I’ll be bringing you the latest for the next little while – as always, you can find me on Twitter @helenrsullivan.
Indian state leaders have asked Prime Minister Narendra Modi to open up vaccinations to most of the country’s hundreds of millions of adults, following a second surge in infections that has eclipsed the first wave.
India breached the grim milestone of 100,000 daily infections for the first time on Monday, and cases are likely to stay high again when fresh figures are released later on Tuesday.
The country, the world’s biggest vaccine maker, this month expanded its vaccination programme to include everyone above the age of 45.
Meanwhile with just over 100 days to go to the Tokyo Olympics, Japanese health authorities are concerned that variants of the coronavirus are driving a nascent fourth wave.
The variants appear to be more infectious and may be resistant to vaccines, which are still not widely available in Japan. Osaka is the worst-affected city. Infections there hit fresh records last week, prompting the regional government to start targeted lockdown measures for one month from Monday.
Here are the key recent developments from around the world.
- UK prime minister Boris Johnson confirmed it will move to the second stage of its lockdown lifting from next week, as non-essential shops, pub gardens and hairdressers will reopen.

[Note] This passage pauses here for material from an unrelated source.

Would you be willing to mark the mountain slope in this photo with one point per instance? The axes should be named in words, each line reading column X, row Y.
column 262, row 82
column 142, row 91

- In France the number of people in intensive care units with Covid rose by 92 to 5,433 on Monday.
- Another 296 people have died in Italy, bringing its death toll to 111,326. New infections fell from 18,025 to 10,680.
- Authorities in Saudi Arabia said only people who have been vaccinated or had the virus will be able to do the umrah pilgrimage later this month.
- The infection rate in Spain has risen again to an average of 163.4 per 100,000 over the last fortnight, as it reported 85 more deaths.
- Up to 200 workers at Goldman Sachs’ office in London will return to the office this week.
- The US has now administered 167,187,795 vaccines and distributed a total of 207,891,395 to clinics, the Centres for Disease Control and Prevention has reported.
- Mexico’s government reported another 252 more deaths on Monday. It means that 204,399 have now died from the virus.
- People aged under-30 in the UK may stop being given the Oxford/AstraZeneca vaccine over concerns about rare blood clots.
- An investigation has been launched in France after a TV exposé revealed “clandestine” luxury dinners in Paris despite the pandemic.